Atualmente no Japão, país para o qual se mudou pela primeira vez ainda adolescente, seus vídeos trazem conteúdo simples sobre seu cotidiano como funcionário em uma loja de conveniência, degustação de produtos, passeios, além de viagens e discussões sobre seu sonho de, um dia, cursar Medicina. No YouTube desde 2011, suas gravações, apesar de terem atraído cerca de 30 mil inscritos até o início de novembro do ano passado, não davam mostras do repentino sucesso. Dois meses e meio depois, o número de seguidores do canal cresceu mais de dez vezes, em ritmo acelerado, além de abrir uma nova perspectiva profissional, desta vez como youtuber. 

 

Mas, se grande parte do público de Ohara afirma que a admiração vem da sua simplicidade diante da câmera e uma espécie de humor involuntário animado por bordões (“aí sim, hein, cara”, os mais famosos deles), é também nas respostas aos vídeos e lives, além do conteúdo produzido por outros canais a respeito dele, que desponta outro motivador do recente sucesso: as diatribes do youtuber com sua ex-esposa, Laura*, e os discursos de ódio contra mulheres surgidos a partir dela.

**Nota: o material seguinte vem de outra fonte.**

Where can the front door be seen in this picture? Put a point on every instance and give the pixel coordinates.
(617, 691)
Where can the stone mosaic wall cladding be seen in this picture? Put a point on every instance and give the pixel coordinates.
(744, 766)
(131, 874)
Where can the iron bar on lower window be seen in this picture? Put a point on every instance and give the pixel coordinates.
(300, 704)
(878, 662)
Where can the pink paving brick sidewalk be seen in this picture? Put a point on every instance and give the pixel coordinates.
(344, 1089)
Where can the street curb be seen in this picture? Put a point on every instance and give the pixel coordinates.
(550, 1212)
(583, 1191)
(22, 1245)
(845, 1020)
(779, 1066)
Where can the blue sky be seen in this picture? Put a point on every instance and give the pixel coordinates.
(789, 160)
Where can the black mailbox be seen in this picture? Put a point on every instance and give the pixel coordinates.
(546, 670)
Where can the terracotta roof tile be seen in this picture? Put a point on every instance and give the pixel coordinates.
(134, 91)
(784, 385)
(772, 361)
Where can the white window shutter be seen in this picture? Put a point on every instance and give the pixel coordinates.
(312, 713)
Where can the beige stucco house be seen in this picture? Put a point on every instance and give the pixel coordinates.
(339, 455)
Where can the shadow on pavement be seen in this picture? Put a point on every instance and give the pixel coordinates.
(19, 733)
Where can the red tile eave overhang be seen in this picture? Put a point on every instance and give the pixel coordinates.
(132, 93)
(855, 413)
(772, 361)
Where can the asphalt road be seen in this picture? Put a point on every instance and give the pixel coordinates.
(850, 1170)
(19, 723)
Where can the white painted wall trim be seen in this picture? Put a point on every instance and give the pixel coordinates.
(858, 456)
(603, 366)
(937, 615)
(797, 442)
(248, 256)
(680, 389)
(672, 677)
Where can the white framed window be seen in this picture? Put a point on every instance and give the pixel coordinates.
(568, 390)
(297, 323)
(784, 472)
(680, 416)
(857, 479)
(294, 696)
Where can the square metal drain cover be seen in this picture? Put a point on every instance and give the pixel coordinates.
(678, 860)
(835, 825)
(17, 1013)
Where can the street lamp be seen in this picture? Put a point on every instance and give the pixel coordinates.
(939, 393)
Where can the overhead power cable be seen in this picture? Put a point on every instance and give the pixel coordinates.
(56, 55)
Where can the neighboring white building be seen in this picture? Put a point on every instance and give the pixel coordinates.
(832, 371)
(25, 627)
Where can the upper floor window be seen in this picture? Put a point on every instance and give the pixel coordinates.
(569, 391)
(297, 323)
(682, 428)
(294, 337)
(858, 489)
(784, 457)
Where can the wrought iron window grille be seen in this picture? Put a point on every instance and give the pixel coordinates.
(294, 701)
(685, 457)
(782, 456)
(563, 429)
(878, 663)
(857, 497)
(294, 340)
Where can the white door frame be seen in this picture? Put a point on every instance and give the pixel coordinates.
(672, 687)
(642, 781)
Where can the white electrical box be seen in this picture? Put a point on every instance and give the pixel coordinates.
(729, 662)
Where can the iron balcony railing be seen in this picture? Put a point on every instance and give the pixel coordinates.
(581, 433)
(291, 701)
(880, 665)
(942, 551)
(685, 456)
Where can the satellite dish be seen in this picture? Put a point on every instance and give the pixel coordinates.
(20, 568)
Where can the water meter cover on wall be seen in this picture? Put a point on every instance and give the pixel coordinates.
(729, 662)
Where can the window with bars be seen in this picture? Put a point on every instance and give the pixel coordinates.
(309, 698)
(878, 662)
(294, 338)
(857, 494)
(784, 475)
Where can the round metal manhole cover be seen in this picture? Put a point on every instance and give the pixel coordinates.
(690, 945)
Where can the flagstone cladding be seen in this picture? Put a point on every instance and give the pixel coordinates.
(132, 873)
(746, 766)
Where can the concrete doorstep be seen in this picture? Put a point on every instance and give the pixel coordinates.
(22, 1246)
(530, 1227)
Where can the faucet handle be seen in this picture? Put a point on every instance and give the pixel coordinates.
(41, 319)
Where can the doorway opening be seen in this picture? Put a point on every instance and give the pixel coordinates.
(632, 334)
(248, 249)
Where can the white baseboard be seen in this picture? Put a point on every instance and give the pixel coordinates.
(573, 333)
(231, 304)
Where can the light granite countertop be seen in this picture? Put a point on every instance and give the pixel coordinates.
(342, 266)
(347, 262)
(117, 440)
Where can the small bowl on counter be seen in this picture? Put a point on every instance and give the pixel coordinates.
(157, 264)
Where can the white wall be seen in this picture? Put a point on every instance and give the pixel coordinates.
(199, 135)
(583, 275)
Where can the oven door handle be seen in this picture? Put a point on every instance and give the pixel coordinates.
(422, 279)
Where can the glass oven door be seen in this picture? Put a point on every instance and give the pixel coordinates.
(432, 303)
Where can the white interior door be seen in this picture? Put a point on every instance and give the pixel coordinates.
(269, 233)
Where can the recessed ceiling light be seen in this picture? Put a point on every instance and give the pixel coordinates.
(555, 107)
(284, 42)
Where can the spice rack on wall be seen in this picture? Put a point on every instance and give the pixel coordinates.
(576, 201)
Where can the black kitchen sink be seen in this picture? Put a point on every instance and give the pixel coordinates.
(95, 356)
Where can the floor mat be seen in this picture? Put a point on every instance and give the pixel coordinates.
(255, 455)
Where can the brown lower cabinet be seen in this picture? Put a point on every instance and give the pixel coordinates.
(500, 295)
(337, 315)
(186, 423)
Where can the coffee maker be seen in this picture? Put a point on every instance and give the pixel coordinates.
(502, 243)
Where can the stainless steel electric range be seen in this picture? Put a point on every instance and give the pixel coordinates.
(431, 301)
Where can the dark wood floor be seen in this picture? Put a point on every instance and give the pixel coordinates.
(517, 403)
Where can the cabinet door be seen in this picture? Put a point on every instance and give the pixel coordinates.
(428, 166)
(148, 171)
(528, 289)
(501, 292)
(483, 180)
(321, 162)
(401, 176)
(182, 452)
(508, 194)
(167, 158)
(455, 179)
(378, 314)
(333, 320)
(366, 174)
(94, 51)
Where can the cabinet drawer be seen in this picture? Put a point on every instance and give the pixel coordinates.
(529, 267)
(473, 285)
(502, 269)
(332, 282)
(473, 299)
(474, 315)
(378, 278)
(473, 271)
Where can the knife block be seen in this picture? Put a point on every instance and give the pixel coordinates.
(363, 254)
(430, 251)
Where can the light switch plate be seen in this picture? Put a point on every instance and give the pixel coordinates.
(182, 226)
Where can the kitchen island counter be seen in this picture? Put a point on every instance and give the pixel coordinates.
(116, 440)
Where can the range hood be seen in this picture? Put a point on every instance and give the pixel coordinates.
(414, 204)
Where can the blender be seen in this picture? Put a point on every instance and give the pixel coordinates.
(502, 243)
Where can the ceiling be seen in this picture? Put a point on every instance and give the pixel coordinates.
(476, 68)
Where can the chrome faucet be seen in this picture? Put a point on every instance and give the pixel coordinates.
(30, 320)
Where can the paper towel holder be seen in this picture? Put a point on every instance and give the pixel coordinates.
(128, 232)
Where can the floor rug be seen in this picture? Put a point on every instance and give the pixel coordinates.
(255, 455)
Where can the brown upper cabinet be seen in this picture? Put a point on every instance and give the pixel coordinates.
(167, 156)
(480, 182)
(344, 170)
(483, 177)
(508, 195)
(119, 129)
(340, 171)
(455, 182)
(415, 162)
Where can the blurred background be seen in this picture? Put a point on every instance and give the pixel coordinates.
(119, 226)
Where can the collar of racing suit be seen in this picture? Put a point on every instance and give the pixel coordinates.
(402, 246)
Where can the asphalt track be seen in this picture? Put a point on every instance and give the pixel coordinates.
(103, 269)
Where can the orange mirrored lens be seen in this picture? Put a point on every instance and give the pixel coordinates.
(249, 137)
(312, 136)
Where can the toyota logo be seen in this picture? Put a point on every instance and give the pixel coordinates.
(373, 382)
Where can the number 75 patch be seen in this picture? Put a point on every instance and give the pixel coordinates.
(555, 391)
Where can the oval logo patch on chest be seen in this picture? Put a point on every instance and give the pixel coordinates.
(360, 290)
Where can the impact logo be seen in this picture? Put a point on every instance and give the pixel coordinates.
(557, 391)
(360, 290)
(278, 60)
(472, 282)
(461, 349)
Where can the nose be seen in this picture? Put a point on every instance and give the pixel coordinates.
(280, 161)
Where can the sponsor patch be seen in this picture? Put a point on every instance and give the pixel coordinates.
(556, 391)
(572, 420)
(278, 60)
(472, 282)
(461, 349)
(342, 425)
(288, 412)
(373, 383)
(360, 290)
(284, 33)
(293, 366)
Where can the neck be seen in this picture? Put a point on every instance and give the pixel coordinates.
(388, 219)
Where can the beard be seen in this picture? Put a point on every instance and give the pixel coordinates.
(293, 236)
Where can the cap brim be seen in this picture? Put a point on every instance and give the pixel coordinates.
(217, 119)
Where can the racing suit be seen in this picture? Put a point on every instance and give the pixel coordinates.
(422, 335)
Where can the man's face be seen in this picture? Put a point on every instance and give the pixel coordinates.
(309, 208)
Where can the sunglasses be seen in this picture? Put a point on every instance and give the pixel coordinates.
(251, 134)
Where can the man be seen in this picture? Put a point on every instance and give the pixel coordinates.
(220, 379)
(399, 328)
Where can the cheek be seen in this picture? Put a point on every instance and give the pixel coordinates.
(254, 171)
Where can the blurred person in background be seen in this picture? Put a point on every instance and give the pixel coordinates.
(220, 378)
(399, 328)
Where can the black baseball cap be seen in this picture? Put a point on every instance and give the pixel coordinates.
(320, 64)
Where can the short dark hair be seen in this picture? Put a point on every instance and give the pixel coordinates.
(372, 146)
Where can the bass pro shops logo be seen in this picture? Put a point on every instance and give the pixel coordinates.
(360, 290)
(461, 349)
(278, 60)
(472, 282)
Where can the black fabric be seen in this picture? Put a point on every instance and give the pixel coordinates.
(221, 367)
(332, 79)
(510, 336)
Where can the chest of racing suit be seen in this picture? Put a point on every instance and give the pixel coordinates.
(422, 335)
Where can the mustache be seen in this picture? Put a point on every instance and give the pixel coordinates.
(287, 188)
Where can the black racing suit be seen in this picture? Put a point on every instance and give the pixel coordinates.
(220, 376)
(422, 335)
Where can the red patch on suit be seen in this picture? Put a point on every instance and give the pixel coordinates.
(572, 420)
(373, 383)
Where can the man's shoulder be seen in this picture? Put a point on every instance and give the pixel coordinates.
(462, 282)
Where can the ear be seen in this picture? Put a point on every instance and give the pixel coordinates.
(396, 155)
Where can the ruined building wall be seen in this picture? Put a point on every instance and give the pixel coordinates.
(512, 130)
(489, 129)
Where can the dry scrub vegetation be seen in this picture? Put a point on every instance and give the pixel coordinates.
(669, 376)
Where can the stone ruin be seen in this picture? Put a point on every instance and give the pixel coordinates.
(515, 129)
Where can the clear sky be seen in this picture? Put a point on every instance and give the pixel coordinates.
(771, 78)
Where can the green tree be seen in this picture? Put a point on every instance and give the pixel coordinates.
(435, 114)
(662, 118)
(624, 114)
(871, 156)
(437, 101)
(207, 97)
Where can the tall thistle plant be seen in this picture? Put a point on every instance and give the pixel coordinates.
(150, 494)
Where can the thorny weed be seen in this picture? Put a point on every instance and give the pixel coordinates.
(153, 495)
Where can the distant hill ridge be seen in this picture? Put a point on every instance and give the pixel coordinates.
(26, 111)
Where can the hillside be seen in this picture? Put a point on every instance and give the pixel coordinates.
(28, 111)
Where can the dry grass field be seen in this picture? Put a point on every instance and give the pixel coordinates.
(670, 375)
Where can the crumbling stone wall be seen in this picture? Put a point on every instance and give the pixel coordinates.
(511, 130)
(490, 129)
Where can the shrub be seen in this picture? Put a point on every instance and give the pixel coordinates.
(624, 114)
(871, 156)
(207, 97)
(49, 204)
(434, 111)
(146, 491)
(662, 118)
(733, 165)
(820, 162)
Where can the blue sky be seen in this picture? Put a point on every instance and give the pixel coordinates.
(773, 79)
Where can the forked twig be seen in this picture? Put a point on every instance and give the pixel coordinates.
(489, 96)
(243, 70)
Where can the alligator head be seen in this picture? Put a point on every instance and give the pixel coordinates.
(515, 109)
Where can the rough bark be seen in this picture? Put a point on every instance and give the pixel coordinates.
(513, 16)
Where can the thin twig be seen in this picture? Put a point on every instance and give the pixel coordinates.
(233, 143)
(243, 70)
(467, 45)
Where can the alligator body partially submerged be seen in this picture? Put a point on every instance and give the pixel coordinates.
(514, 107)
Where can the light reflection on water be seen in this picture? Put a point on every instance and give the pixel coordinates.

Qualquer pesquisa pelo nome de Ohara no YouTube, além de seu próprio canal, também resultará em dezenas de vídeos cujos títulos descrevem a sua “história”, alguns com mais de 100 mil visualizações. Em todos eles a descrição é a mesma: casado no Brasil, o youtuber teria se mudado sozinho para o Japão em 2008, com a finalidade de trabalhar para custear os estudos de Medicina da esposa. Concluída a graduação, a mulher “ingrata” teria pedido o divórcio. Sozinho, Ohara viveria atualmente em precárias condições financeiras, sem amigos.

Laura* recebeu ameaças de morte e teve a vida rastreada por um grupo que atribui todos os males ao sexo feminino

“Vadia”, “é pra isso que serve o feminicídio”, “nojo desse tipo de meretriz”, “tem que mandar matar” são alguns dos comentários mais inofensivos direcionados a Laura. Outros, mais elaborados, costumam discursar sobre a suposta natureza interesseira e privilegiada das mulheres: “Você se casa, a mina te ferra e você não pode contar pra ninguém, a lei sempre do lado da mulher”, diz um dos “defensores” do youtuber, que em seus vídeos não fala o nome da ex-esposa, nem insiste na história do divórcio ou dá detalhes sobre essa versão dos fatos. Campanhas para ajudar o canal do nipo-brasileiro a ganhar popularidade logo começaram a surgir e a marca dos 100 mil inscritos não demorou a ser ultrapassada, nem o algoritmo do YouTube a recomendá-lo. Subitamente, o vídeo no qual pergunta o que fazer da vida tornou-se um hit, quase um ano depois de ser postado, passando das 230 mil visualizações.

Sucesso. Ohara registra sua vida banal no Japão, como outros tantos. Era um completo desconhecido até dois meses e meio atrás. Não mais do que de repente…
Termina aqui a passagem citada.